Más arriba aún está el vídeo. Un clip breve creado con IA consume tanta electricidad como 200.000 clasificaciones de correo basura, una comparación que vuelve visible algo que normalmente queda escondido tras una pantalla limpia y una respuesta instantánea.
Irlanda ya notó que la nube ocupa espacio en la red
En 2025 los centros de datos mundiales gastaron 448 teravatios hora. Si formaran un país, ocuparían el undécimo puesto entre los mayores consumidores eléctricos del planeta, una señal de que la infraestructura digital ya compite con economías enteras.

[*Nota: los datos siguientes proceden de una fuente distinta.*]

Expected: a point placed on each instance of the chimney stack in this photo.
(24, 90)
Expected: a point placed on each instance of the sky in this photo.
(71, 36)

Irlanda ofrece uno de los ejemplos más claros. En 2023 los centros de datos representaron el 21% del consumo eléctrico medido en el país y el operador ha frenado nuevas autorizaciones cerca de Dublín hasta 2028, un límite que encaja con los cuellos de botella eléctricos que ya aparecen en otros mercados.
Tampoco el agua queda al margen. En Querétaro, la expansión de estas instalaciones presiona reservas en plena sequía. En Uruguay, un proyecto de centro de datos coincidió con la sequía de 2023 que dejó sin agua potable segura a Montevideo.
Solo 32 países albergan centros de datos especializados en inteligencia artificial y el 90% de esa capacidad se concentra en Estados Unidos y China. La geografía de la IA, por tanto, no solo reparte poder computacional. También concentra cargas ambientales y capacidad de decisión sobre quién asume el coste físico de sostenerla.
El residuo también crece cuando crece la capacidad
No todo termina en la factura eléctrica. La basura electrónica generada por esta tecnología podría alcanzar los 2,5 millones de toneladas anuales en 2030, una derivada menos visible que el consumo energético pero igual de ligada a la velocidad con la que se renuevan chips, servidores y equipos de refrigeración.
Frente a ese escenario, el documento plantea seis principios para un uso responsable. Habla de transparencia, eficiencia por diseño, equidad, responsabilidad en todo el ciclo de vida, cooperación global y uso sostenible, un marco que dialoga con el aumento del consumo eléctrico que ya proyectan distintos análisis.
La tensión de fondo cabe en una sola imagen. Mientras una herramienta como ChatGPT tramita 2.500 millones de consultas al día, solo 32 países alojan centros de datos especializados en IA y el 90% de esa capacidad queda en manos de Estados Unidos y China.